Federal Health Minister Patty Hajdu said that sequence of events shows current systems are working as intended.
"For me that is a sign that the information provided at the border did, in fact, percolate through to the patient and his family," she said.
The man remains at Toronto's Sunnybrook Hospital, where Ontario health authorities said he's being held in a negative-pressure room used to contain airborne illnesses. The case is "presumptive positive" until the National Microbiology Lab in Winnipeg finds the same positive results as the tests conducted in Toronto. Tam said those results were expected within 24 hours.
Dr. Jerome Leis of Sunnybrook said the presence of an infected patient at the facility has not prompted any changes in day-to-day operations, stressing the risk of general infection is low and the hospital remains safe for patients.

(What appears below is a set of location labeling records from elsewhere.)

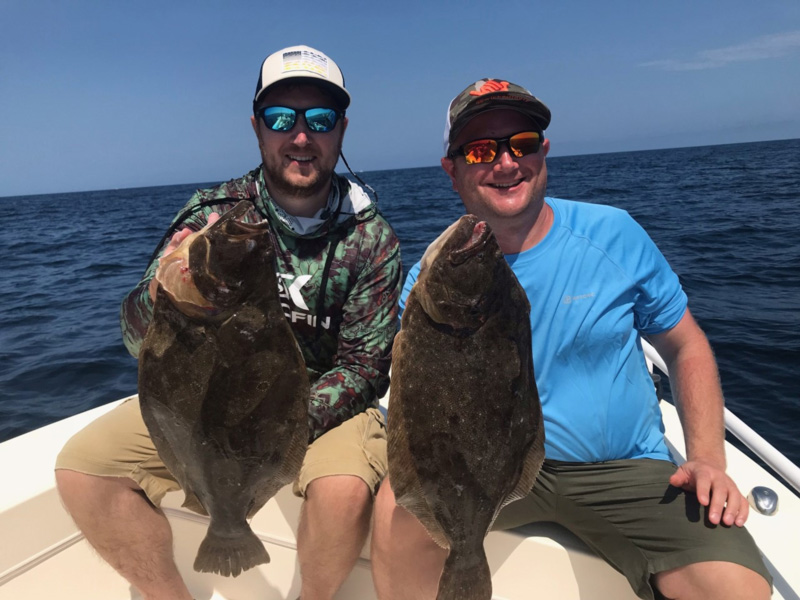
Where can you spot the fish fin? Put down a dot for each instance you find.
(418, 507)
(530, 467)
(229, 556)
(466, 578)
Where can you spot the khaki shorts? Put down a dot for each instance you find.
(627, 512)
(117, 444)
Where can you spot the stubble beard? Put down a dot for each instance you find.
(282, 186)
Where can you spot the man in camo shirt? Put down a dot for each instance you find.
(340, 274)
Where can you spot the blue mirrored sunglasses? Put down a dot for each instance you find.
(283, 118)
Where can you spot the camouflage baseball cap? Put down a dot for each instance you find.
(489, 94)
(302, 63)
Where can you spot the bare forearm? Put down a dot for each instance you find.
(696, 389)
(698, 396)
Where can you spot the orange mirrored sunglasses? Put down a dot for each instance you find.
(486, 150)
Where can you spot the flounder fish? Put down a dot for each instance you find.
(465, 427)
(222, 384)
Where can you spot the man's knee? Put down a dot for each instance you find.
(713, 580)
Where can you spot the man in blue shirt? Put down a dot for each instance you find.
(596, 283)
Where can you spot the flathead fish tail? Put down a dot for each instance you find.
(229, 556)
(465, 579)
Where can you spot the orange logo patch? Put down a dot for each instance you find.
(493, 85)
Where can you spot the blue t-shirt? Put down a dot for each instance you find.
(595, 283)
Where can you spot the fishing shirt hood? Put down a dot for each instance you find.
(347, 201)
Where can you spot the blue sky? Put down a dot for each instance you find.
(105, 94)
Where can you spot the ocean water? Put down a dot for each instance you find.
(726, 217)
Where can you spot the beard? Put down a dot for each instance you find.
(291, 184)
(281, 185)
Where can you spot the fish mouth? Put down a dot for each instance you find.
(474, 244)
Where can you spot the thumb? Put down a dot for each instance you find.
(679, 478)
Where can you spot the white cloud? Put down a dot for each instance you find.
(768, 46)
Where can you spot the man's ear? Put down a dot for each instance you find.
(450, 168)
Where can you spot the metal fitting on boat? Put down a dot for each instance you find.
(764, 500)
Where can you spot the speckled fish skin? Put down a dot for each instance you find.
(465, 426)
(224, 392)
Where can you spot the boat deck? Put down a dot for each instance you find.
(44, 556)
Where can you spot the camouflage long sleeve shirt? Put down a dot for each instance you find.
(345, 331)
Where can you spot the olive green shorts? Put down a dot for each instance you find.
(627, 512)
(117, 444)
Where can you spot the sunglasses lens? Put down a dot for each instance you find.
(279, 118)
(480, 151)
(524, 143)
(321, 119)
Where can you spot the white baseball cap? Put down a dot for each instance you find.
(302, 63)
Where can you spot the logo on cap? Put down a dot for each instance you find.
(493, 85)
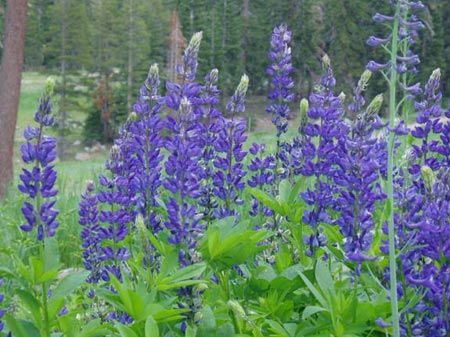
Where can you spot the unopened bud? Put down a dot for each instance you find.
(243, 85)
(154, 70)
(214, 76)
(140, 224)
(196, 39)
(237, 308)
(326, 62)
(375, 106)
(185, 106)
(114, 152)
(428, 177)
(49, 86)
(364, 80)
(198, 316)
(436, 74)
(133, 117)
(304, 107)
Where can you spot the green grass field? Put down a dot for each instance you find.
(73, 174)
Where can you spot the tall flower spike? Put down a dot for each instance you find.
(229, 175)
(210, 99)
(321, 152)
(429, 121)
(91, 234)
(2, 311)
(261, 171)
(38, 183)
(141, 144)
(190, 62)
(183, 179)
(362, 161)
(280, 71)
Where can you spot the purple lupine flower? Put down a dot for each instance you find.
(429, 121)
(409, 25)
(292, 156)
(210, 99)
(425, 208)
(38, 183)
(141, 144)
(362, 161)
(130, 189)
(183, 179)
(323, 133)
(2, 311)
(187, 86)
(185, 146)
(280, 71)
(229, 176)
(424, 263)
(261, 170)
(188, 69)
(91, 234)
(115, 218)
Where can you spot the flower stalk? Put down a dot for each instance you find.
(390, 176)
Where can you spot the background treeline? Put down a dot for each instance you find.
(106, 46)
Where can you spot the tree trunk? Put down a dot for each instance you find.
(10, 78)
(62, 123)
(130, 54)
(245, 16)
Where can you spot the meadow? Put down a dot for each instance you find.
(199, 222)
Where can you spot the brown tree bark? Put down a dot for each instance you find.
(10, 78)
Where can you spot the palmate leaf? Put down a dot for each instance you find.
(227, 244)
(151, 327)
(21, 328)
(182, 277)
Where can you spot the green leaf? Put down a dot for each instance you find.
(93, 329)
(267, 200)
(311, 310)
(126, 331)
(51, 254)
(313, 290)
(69, 283)
(191, 331)
(324, 278)
(151, 327)
(207, 325)
(21, 328)
(31, 304)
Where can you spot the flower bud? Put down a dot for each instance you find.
(375, 106)
(436, 75)
(185, 106)
(133, 117)
(214, 75)
(140, 224)
(198, 316)
(196, 39)
(237, 308)
(428, 177)
(304, 107)
(364, 80)
(243, 85)
(49, 86)
(326, 62)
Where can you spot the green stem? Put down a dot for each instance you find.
(390, 173)
(44, 295)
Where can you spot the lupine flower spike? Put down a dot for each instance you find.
(38, 182)
(229, 176)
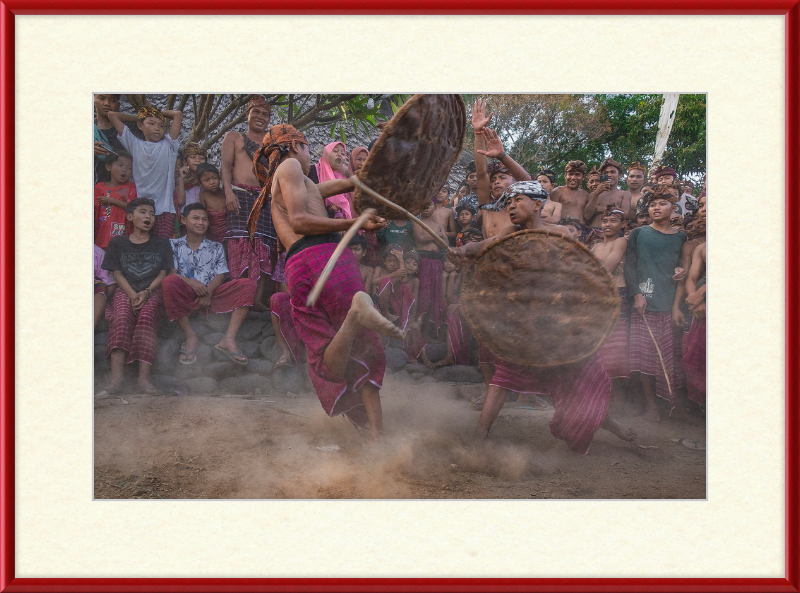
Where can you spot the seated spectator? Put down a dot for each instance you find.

"We are carrying on our normal business and normal operations," Leis said. ". . . It is not affecting the care we provide for all of our other patients."
Despite her concession that future Canadian cases are expected, Tam said the risk of human-to-human contamination is minimal, even for those who may have shared a flight or been in the airport alongside the Toronto patient.
"People transmit when they're in close contact, particularly prolonged contact," she said. "It's really family members travelling with the patient who are at the highest risk."
She said federal authorities, together with Toronto Public Health, are in the process of reaching out to those who were within a two-metre radius to the man to ensure they have all necessary information.
The news of Canada's first coronavirus patient comes as authorities around the world grapple with the new type of virus, which originated in China but has since spread to Europe and North America.
Several countries, including the United States, have indicated plans to evacuate diplomats and visitors from Wuhan where the virus is most rampant.
Foreign Affairs Minister Francois-Philippe Champagne said in a statement Sunday that Canada doesn't have a diplomatic presence in Wuhan.
But he said the government is in contact with and providing assistance to Canadians in the area.
"Canadian consular officials are closely monitoring the situation and are in contact with local authorities and our international partners to gather more information and provide support to the extent possible," he said.
Officials have recorded nearly 2,000 global coronavirus cases so far, including three in France and five in the United States.
While 56 people have died of the virus in China — most of the deaths have been older patients — the World Health Organization has not declared the outbreak an international public health emergency.
Coronaviruses are a large family of viruses, some of which cause the common cold. Others have evolved into more severe illnesses, such as SARS and MERS, although so far the new virus does not appear to be nearly as deadly or contagious.